Performance Frontiers

INDEX

GSWHC-B Getting Started with HPC Clusters \(\rightarrow\) K2-B Performance Modeling \(\rightarrow\) K2.1-B Performance Frontiers

Relevant for: Tester, Builder, and Developer

Description:

You will learn about FLOPS (floating point operations per second) which is the key measurement unit for the performance of HPC systems, and its pitfalls (basic level)
You will learn about Moore’s law and its significance for performance frontiers in modern HPC (basic level) (background topic)
You will learn about the definitions for key terms: speedup, efficiency, and scalability (basic level)
You will learn about Amdahl’s law and its significance for performance frontiers in modern HPC (basic level)

This skill requires no sub-skills

Level: basic

Floating Point Operations per Second (FLOPS)

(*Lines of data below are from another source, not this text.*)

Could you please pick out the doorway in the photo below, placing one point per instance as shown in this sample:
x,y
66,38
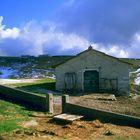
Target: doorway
x,y
91,81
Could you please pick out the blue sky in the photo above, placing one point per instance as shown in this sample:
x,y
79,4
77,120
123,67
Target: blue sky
x,y
65,27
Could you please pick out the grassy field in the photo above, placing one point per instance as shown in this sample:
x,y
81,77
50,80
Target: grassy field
x,y
11,115
36,86
13,118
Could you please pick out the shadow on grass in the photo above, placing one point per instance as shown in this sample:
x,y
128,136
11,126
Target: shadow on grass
x,y
34,87
25,106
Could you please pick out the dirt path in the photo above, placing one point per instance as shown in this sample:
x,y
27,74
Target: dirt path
x,y
12,81
46,128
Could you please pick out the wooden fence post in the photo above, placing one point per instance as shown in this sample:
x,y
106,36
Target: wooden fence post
x,y
49,102
65,99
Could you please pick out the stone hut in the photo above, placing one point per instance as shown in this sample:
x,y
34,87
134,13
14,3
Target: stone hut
x,y
92,71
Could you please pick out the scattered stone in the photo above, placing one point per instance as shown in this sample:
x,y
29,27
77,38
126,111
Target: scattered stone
x,y
108,133
30,123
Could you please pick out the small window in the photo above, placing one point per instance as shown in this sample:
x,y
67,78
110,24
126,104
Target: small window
x,y
70,81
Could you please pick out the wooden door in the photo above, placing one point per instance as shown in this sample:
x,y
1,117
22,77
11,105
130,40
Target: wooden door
x,y
91,81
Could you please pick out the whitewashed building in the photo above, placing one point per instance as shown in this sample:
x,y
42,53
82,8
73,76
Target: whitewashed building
x,y
95,72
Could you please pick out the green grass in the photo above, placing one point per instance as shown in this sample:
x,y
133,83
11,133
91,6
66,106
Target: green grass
x,y
46,84
11,115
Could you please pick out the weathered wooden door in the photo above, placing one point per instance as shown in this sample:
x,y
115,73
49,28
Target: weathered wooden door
x,y
91,81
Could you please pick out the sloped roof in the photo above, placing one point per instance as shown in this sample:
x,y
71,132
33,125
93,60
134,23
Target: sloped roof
x,y
91,49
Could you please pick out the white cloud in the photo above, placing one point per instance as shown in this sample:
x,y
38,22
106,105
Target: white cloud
x,y
8,33
36,38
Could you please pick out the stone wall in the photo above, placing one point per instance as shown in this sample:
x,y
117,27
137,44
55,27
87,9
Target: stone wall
x,y
28,98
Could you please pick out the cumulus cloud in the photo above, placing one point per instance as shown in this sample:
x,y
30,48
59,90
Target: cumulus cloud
x,y
112,21
35,38
8,33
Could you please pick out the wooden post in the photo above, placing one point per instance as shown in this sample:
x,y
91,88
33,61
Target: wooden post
x,y
49,102
65,99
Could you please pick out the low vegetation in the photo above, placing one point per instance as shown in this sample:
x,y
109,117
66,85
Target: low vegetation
x,y
39,86
11,115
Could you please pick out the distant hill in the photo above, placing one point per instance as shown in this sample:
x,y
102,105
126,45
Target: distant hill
x,y
38,67
29,66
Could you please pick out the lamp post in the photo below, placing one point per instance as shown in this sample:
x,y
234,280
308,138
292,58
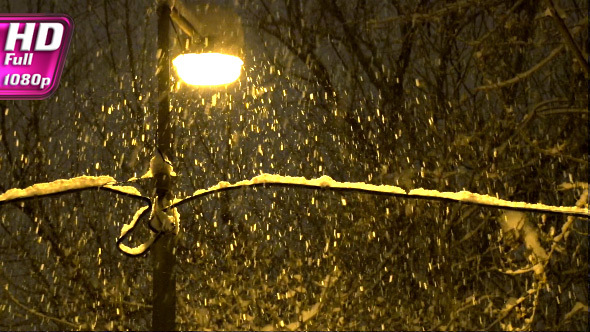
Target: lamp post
x,y
194,69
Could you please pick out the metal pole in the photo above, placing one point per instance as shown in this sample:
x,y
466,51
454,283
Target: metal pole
x,y
164,260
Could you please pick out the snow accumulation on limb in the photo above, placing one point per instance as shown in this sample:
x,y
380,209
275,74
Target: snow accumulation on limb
x,y
68,185
56,187
325,182
142,248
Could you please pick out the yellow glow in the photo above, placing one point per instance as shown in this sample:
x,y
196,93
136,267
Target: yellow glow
x,y
208,68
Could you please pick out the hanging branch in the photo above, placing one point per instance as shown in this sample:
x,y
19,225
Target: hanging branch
x,y
170,215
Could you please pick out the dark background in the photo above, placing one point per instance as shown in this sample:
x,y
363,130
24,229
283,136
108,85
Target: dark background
x,y
385,92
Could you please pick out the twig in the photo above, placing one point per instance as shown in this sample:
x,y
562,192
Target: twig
x,y
568,39
523,75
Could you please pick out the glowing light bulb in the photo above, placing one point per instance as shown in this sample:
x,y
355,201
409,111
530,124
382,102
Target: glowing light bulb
x,y
208,68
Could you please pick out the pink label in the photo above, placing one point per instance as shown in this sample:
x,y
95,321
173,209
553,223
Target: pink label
x,y
33,50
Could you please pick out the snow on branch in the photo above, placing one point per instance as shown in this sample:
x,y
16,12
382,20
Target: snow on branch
x,y
63,186
56,187
327,183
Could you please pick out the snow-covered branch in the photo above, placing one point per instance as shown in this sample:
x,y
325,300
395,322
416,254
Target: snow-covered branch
x,y
327,183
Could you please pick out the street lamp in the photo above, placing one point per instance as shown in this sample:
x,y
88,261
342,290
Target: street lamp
x,y
205,68
208,68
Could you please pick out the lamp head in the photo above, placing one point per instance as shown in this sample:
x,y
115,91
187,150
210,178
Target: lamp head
x,y
211,56
207,68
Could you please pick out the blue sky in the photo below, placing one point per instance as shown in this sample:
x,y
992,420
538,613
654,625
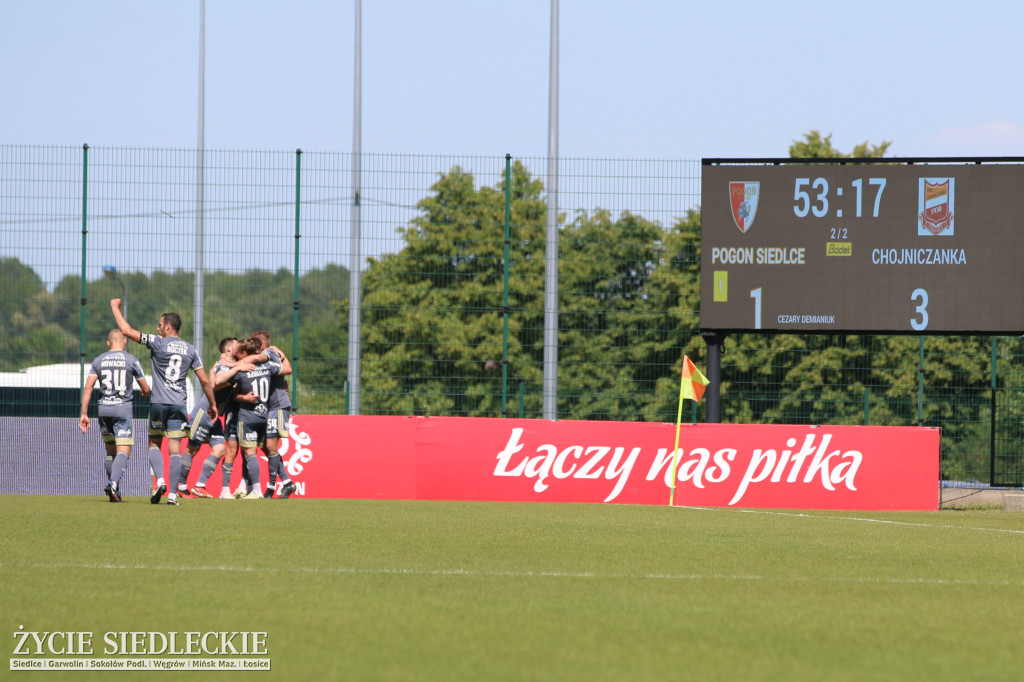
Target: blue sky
x,y
646,79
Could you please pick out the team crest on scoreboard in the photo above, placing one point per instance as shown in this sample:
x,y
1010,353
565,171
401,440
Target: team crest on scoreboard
x,y
935,206
743,201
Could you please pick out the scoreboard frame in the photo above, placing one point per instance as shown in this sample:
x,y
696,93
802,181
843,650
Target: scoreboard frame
x,y
866,246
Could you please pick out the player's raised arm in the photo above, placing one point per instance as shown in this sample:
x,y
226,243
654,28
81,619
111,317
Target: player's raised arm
x,y
123,325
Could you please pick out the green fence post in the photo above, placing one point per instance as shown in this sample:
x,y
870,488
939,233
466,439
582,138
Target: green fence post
x,y
505,295
921,383
85,233
295,301
991,426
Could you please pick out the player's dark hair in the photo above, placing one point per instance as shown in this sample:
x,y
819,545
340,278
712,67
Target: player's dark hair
x,y
174,320
251,346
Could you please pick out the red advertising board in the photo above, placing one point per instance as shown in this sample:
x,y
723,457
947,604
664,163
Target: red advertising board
x,y
718,465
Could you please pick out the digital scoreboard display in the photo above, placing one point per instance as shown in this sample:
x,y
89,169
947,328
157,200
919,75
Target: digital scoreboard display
x,y
897,247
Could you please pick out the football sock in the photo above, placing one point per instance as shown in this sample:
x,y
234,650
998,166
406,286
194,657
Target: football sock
x,y
156,462
273,466
252,467
185,468
118,467
208,467
174,472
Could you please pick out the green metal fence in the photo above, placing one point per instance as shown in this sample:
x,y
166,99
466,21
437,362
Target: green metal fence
x,y
446,329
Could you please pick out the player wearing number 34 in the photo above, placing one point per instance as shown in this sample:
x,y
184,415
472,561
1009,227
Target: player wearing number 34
x,y
172,356
116,371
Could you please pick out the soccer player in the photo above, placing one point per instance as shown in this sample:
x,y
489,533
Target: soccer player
x,y
280,409
171,356
203,430
252,394
116,371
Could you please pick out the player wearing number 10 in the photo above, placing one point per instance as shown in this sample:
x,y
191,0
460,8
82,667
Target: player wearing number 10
x,y
253,394
172,356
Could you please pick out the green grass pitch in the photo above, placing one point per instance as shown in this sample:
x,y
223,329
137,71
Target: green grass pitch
x,y
371,590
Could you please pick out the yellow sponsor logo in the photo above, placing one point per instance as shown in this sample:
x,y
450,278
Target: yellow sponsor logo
x,y
721,286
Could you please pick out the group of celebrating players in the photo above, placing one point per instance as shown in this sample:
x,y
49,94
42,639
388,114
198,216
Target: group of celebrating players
x,y
245,407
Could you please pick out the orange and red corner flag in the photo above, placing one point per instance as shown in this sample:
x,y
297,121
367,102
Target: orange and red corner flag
x,y
693,382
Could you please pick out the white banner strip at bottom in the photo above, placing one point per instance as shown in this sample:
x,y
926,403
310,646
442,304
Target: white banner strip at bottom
x,y
59,663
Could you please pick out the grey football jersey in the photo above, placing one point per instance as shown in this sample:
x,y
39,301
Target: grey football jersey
x,y
116,372
172,357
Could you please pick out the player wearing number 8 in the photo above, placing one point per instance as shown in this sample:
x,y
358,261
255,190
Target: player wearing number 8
x,y
171,356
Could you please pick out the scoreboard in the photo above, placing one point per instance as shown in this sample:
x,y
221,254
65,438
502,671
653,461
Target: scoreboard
x,y
894,247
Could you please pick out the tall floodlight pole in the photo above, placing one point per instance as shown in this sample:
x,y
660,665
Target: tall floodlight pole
x,y
355,261
200,181
550,389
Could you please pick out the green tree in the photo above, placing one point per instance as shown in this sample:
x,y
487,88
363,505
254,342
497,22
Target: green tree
x,y
432,312
815,146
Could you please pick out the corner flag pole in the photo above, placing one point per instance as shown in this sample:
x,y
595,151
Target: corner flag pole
x,y
691,385
675,450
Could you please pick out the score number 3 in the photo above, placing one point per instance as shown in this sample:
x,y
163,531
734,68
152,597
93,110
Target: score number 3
x,y
921,297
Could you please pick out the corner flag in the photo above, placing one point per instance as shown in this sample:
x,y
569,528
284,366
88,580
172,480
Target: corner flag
x,y
693,382
691,387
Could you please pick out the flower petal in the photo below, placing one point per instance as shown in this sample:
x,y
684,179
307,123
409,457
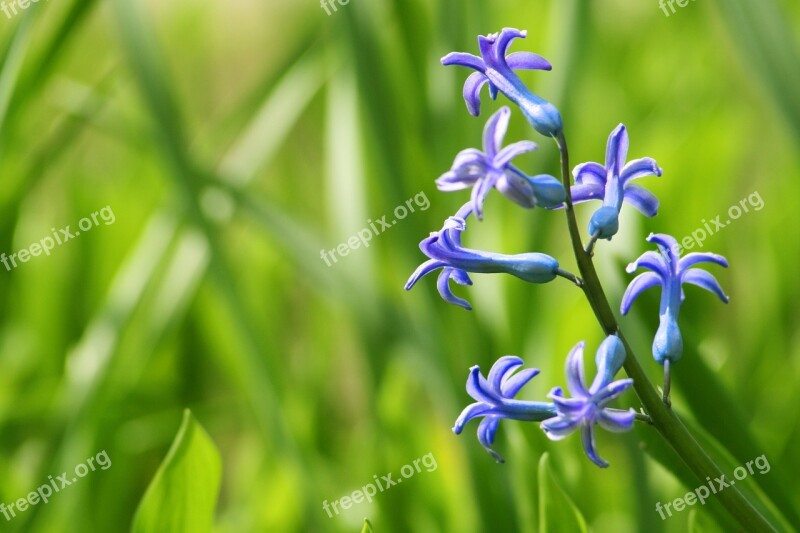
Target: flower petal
x,y
637,286
653,261
617,150
583,192
472,92
512,384
559,427
639,168
500,369
590,173
705,280
516,187
479,388
689,260
443,285
527,61
669,248
511,151
471,411
463,59
575,379
487,430
587,439
422,270
616,420
495,131
642,199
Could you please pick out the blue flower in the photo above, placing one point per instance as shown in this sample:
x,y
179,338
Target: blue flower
x,y
497,69
494,400
670,272
446,252
612,184
587,407
493,168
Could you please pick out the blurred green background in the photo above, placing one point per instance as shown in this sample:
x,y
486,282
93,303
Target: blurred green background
x,y
235,140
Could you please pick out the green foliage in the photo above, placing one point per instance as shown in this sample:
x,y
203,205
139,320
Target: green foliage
x,y
183,494
235,141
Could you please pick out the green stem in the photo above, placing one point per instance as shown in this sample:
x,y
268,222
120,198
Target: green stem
x,y
663,418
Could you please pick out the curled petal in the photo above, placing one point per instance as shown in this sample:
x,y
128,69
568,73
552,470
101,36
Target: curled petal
x,y
512,384
487,430
583,192
479,388
443,285
590,173
559,427
689,260
471,411
639,168
424,269
504,366
472,92
616,420
527,61
612,391
504,41
617,150
464,60
653,261
587,439
637,286
668,246
495,131
609,359
575,379
642,199
707,281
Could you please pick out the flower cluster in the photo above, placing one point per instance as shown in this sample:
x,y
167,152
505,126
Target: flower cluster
x,y
491,168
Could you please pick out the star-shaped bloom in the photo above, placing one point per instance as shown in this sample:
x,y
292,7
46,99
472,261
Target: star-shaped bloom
x,y
588,407
497,70
446,252
493,168
494,397
670,271
612,184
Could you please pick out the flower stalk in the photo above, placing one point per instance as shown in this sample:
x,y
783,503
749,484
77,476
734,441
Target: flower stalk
x,y
662,416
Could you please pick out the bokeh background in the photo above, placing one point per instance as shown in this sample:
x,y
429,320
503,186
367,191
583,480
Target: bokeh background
x,y
235,140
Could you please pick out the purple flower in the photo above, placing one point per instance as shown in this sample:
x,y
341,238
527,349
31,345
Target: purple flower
x,y
670,272
497,69
587,407
493,168
494,400
612,184
446,252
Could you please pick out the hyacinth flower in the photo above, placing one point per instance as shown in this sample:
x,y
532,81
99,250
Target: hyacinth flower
x,y
669,271
612,184
497,70
588,407
446,252
492,168
494,397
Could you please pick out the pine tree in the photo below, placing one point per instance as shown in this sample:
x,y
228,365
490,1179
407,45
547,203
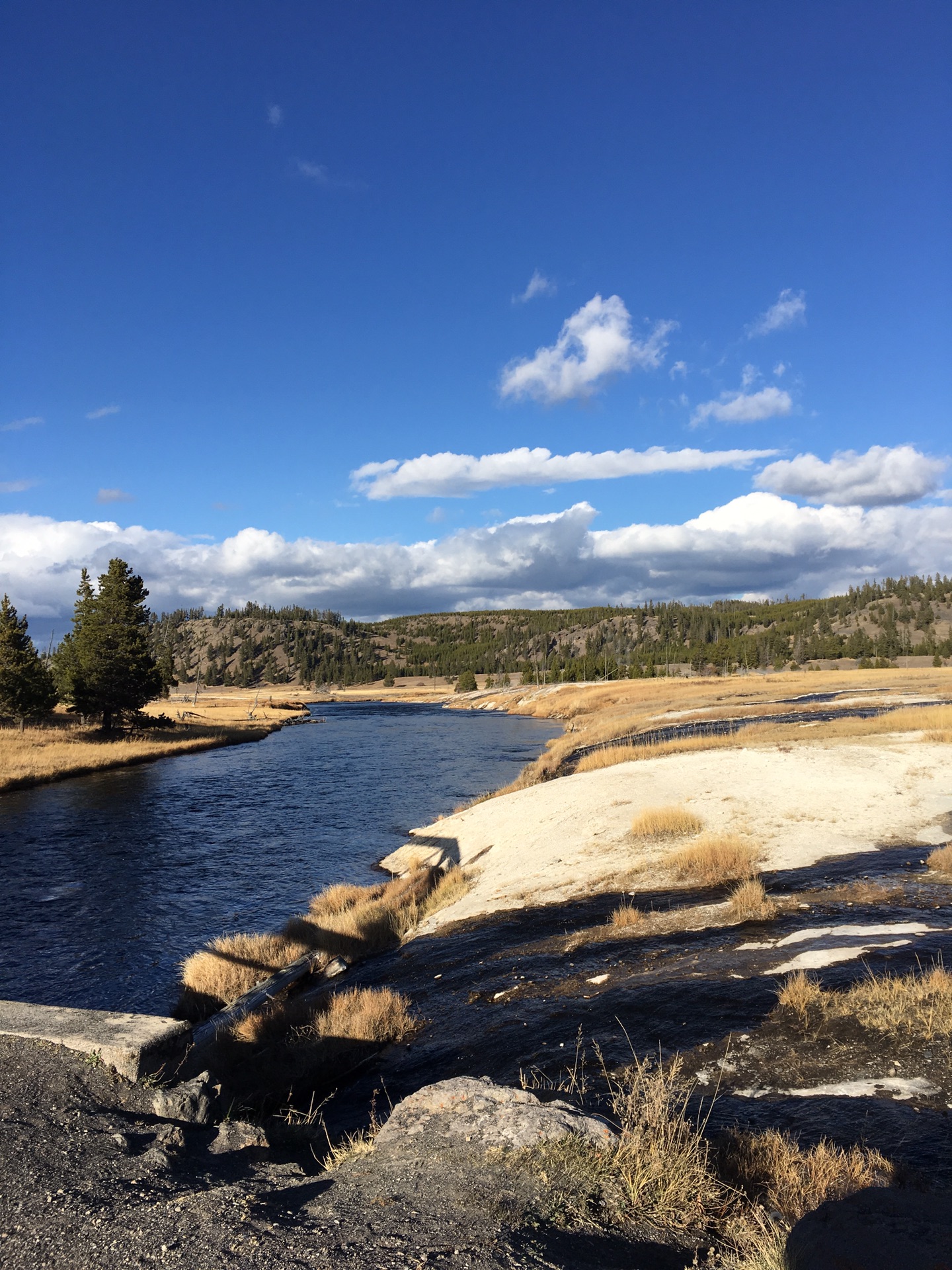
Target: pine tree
x,y
26,685
106,666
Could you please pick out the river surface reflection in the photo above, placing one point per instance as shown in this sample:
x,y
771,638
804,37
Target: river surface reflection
x,y
110,880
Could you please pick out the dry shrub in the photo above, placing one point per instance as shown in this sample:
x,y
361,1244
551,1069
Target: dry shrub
x,y
626,916
918,1003
800,994
666,822
233,964
715,859
941,860
772,1169
750,904
365,1014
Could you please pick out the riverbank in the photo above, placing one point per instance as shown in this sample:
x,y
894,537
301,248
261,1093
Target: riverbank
x,y
61,749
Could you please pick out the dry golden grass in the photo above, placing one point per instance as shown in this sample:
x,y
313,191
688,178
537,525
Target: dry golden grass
x,y
799,994
656,824
40,755
714,859
918,1003
233,964
774,1170
750,902
941,860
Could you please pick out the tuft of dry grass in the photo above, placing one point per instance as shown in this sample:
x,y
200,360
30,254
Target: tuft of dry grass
x,y
342,921
658,824
715,859
941,860
37,756
918,1003
626,917
233,964
774,1170
750,902
799,994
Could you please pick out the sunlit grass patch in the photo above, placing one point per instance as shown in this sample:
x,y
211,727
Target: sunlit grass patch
x,y
750,902
918,1003
941,860
655,824
714,859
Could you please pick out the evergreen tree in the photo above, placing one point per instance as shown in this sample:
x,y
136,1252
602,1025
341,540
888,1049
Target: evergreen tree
x,y
106,666
26,685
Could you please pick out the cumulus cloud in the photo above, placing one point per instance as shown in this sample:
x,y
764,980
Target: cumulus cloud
x,y
758,544
884,476
450,476
790,310
744,407
596,342
19,425
539,285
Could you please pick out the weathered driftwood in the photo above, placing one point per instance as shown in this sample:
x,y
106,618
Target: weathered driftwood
x,y
205,1034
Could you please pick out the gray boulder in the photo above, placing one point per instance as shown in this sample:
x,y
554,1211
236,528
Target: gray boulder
x,y
875,1230
481,1114
188,1103
235,1136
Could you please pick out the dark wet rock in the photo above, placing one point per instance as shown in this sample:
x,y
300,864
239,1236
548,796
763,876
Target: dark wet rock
x,y
237,1136
876,1230
190,1101
477,1111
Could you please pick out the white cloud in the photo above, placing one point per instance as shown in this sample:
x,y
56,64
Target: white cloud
x,y
19,425
879,478
596,342
744,407
539,285
450,476
790,310
758,544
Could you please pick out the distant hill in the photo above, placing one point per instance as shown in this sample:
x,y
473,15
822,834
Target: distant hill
x,y
898,618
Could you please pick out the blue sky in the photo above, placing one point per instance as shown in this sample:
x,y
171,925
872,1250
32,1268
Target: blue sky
x,y
249,249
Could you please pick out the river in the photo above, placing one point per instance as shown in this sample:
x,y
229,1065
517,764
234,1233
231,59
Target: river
x,y
111,880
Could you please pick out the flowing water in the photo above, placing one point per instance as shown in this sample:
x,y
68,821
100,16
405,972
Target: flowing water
x,y
110,880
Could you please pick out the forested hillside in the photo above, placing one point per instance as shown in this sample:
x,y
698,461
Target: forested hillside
x,y
909,616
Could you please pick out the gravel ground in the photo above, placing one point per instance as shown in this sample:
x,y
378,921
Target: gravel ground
x,y
89,1176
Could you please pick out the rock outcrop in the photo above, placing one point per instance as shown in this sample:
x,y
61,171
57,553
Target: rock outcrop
x,y
479,1114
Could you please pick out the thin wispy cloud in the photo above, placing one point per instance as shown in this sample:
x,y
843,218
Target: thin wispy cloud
x,y
742,407
757,544
19,425
593,345
319,175
451,476
880,478
539,285
789,310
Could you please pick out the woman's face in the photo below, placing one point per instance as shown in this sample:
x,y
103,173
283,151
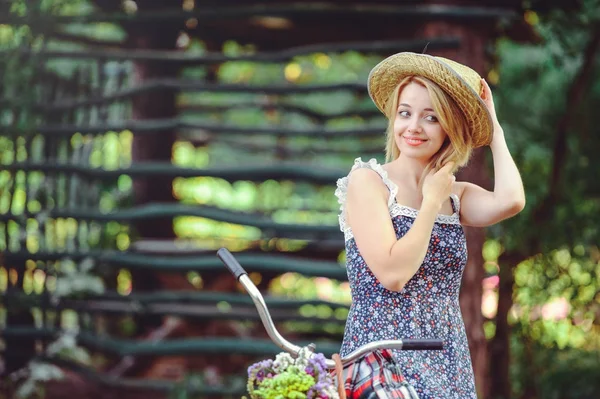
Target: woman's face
x,y
417,131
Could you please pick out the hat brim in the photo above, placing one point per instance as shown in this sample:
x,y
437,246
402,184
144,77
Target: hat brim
x,y
386,76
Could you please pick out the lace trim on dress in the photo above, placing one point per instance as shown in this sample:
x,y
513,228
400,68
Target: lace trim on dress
x,y
394,208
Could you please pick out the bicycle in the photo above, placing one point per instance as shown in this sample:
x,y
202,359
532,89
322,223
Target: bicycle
x,y
368,372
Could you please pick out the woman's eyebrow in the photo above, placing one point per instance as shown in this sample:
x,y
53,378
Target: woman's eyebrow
x,y
408,106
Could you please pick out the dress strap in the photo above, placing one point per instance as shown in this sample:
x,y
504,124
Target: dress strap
x,y
342,188
455,201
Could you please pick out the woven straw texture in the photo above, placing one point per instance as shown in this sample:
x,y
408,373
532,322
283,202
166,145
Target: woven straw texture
x,y
461,82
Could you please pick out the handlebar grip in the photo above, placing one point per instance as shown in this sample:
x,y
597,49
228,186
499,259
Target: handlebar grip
x,y
231,262
422,344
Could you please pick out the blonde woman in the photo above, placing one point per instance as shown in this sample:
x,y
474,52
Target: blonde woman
x,y
403,220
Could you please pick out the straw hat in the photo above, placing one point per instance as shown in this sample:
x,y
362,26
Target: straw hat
x,y
459,81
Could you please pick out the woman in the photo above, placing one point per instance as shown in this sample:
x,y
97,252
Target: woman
x,y
402,221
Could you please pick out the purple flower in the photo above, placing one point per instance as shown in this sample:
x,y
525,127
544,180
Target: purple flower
x,y
259,369
317,367
317,391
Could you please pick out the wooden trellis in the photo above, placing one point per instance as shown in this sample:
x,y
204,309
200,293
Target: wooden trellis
x,y
71,115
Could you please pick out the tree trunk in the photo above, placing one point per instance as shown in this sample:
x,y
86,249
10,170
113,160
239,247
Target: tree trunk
x,y
500,345
473,40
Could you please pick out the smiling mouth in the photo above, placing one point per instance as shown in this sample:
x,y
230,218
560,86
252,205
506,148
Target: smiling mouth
x,y
414,141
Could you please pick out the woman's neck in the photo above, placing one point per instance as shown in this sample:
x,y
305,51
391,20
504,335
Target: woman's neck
x,y
409,170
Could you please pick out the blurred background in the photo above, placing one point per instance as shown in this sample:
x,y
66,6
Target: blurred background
x,y
138,137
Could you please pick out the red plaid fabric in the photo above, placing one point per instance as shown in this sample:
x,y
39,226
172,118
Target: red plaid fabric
x,y
377,375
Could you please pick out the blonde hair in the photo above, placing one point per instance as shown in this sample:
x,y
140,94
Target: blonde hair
x,y
456,148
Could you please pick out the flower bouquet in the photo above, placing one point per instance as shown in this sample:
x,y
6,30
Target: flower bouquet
x,y
305,377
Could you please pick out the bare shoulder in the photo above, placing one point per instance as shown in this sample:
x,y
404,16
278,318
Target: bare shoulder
x,y
366,182
459,187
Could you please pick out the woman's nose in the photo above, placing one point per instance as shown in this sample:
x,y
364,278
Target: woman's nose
x,y
415,125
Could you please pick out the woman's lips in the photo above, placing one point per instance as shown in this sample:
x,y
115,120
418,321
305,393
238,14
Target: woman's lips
x,y
412,141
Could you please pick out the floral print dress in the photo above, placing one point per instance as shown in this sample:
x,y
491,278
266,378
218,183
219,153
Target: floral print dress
x,y
426,308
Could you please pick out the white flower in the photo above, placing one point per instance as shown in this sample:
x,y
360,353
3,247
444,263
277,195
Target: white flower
x,y
282,361
303,355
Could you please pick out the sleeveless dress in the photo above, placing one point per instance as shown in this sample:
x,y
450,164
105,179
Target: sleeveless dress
x,y
426,308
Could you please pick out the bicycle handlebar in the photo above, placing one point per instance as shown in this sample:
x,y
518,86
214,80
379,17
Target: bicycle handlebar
x,y
242,276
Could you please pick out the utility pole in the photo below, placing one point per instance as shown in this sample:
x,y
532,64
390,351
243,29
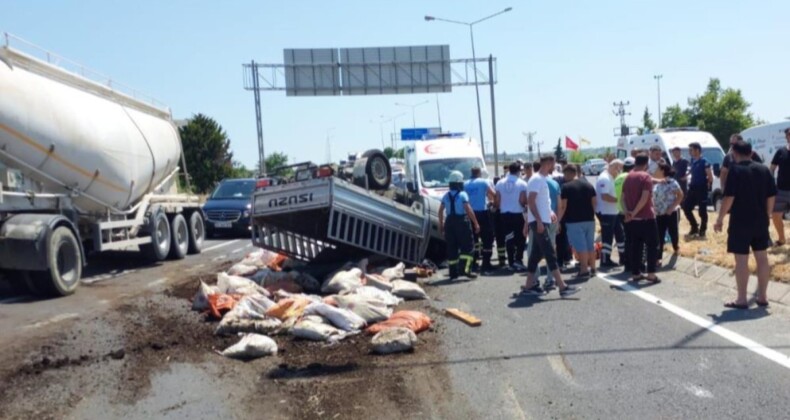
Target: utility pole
x,y
658,78
530,136
622,113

A key measure for the performance of HPC systems are so-called floating point operations per second (FLOPS or Flop/s), which are in the order of several PetaFLOPS for the top HPC systems of 2017. One PetaFLOPS (PFLOPS) corresponds to 10\(^{15}\) FLOPS or 10\(^{3}\) TeraFlops (TFLOPS), respectively. In comparison, a stand-alone computer, like a powerful PC, achieves a peak performance of about 1 TeraFLOPS.

This measurement is generally used in two distinct ways:

To measure the computing power of a computer.

In the context of HPC systems, such measurements are collected in the TOP 500 list. This list, which is updated twice per year, lists 500 supercomputers ranked by the FLOPS they achieve in the Linpack benchmark. Because this list also contains a number of additional details of the different machines, like CPU architectures, power consumption, node count, OS, etc., it is a valuable resource to spot trends in the field of high performance computing.
To measure the performance of applications.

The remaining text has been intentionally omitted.